Dish’s 5G plans have remained ambiguous, and the subject of some speculation due to its accumulation of radio spectrum that could be used for 5G services. Through various deals, Dish has come to hold nearly 100MHz of low- and mid-band spectrum across the United States, notably including “Band 66” spectrum in the 1.7GHz to 2.1GHz range. The spectrum’s estimated value is around $30 billion, since it includes enough bandwidth to deliver modern high-speed cellular service, and could easily either enable an existing carrier to bulk up its portfolio or a new carrier to quickly enter the market.

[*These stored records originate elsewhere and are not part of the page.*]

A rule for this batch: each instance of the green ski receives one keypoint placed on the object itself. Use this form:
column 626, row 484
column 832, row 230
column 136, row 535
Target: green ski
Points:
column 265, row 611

One key problem for Dish’s Plan A is cashflow. The company’s revenues have continued to decline, such that it made $14.391 billion in revenues across 2017, only $1.568 billion of which was operating income. Dish would need $10 billion to build 50,000 new cell sites, which would position it roughly at the same level as troubled carrier Sprint (just under 50,000 sites), below healthier T-Mobile and Verizon (60,000 each), and well below AT&T (around 70,000).

It’s easy for the company to talk about committing $10 billion to build a new 5G network from scratch. And the claim that it’s taking small steps towards that plan could help Dish keep the currently unused spectrum from being lost, a very real risk under FCC rules. But given Dish’s history, actually raising those dollars to become at best a fourth-place 5G competitor might not be so simple.

Dish was an early pioneer in high-definition TV service, releasing the first HDTV tuner in January 1999, and becoming the first satellite provider to offer local U.S. channels in all 50 states. But as cable and cellular services continued to improve, expanding to offer everything from telephone and television to internet access, satellite broadcasting — and Dish — were effectively relegated to niche status. Thanks to both competition and ongoing battles with various TV providers, Dish’s customer base has continued to decline, recently falling below 13 million TV subscribers.

As a result, the question of whether to build a 5G network or sell its spectrum is quite possibly existential for Dish. Selling its spectrum could net the company billions of dollars and enable it to wind down, sell its existing customers, or pursue some other strategy to grow its satellite business. Building a 5G network could plunge it into debt and force it to compete against better-prepared rivals, but also give it an opportunity to survive in what appears to be a post-satellite world.

Earlier this year, Dish said that it would invest somewhere between $500 million and $1 billion through 2020 to build a basic internet of things support network before decisively plunging into 5G waters. The company hasn’t provided a timeline for an acceleration of that strategy. That suggests Dish may just be biding its time holding out for an acquisition, but as 2020 no longer looks far away, the clock is ticking — and unless a big competitor is willing to pony up tens of billions of dollars for non-millimeter wave spectrum, Dish’s Plan A might become the only option.